Conservationist, researcher, freediver, filmmaker: Madison Stewart is possibly one of the most tireless and inspiring young women in the water today, but, as she explains, there is no other option
I was 14 when the world turned its back on me. I grew up around sharks – diving, sailing, I was part of an ocean-obsessed family, and I made my home amongst the reefs. I began to gravitate towards sharks before I can remember; I related to them, I fitted in with them, the fact that I swam with them separated me from other people.

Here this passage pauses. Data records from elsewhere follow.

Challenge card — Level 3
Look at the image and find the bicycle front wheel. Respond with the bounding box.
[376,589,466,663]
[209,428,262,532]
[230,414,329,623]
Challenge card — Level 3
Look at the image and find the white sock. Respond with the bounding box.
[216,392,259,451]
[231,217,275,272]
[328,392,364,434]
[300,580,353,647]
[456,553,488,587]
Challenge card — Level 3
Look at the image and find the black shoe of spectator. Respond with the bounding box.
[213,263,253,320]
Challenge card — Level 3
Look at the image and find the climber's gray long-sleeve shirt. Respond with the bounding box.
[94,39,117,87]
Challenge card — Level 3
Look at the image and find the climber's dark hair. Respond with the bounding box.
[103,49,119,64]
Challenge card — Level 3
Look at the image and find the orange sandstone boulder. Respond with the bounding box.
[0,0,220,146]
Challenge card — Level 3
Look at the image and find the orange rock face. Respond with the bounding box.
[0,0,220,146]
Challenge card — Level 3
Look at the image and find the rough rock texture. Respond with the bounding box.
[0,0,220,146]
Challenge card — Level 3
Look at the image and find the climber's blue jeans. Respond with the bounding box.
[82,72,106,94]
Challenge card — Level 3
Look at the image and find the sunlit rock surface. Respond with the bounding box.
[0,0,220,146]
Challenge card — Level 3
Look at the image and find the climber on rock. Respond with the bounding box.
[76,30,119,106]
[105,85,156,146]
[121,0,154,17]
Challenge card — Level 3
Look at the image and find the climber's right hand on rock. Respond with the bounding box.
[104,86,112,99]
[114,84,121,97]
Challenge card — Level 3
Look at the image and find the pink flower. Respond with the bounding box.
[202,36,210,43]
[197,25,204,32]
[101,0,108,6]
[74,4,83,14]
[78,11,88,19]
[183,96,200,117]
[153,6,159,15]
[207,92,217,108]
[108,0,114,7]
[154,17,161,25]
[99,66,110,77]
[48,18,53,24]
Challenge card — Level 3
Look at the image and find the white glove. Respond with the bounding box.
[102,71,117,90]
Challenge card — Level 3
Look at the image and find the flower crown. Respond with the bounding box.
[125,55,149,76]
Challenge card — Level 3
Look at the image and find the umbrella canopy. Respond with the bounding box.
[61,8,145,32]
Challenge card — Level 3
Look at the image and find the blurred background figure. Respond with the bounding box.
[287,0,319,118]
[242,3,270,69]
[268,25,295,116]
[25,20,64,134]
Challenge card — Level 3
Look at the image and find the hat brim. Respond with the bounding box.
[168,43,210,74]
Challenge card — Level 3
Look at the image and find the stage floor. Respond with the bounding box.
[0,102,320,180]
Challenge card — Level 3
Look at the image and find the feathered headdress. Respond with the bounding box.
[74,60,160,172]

Then, at 14 years old, the shark populations I had loved as a child began to disappear. I found myself in a state of panic, returning to spots I had always associated with sharks, only to be confronted with an empty reef. I can assure you, and ocean with sharks may be scary, but true fear is an ocean without them.
I later learnt that there was a dedicated shark fishery legally operating inside the Great Barrier Reef Marine Park and World Heritage Area, and the attitude of the Australian public towards sharks had blinded people to it. I began to rally against the fishery, expose its faults, to tear it down.
After failing to change government policies, I realised I needed to take my fight to the public. Not long after, I left school to homeschool and agreed with my dad that my school fees would be spent on an underwater camera. That’s when I began to make films. I wanted to go to school and become a marine biologist; instead, I dropped out and happily took a more effective path towards filmmaking which gave me an avenue for change.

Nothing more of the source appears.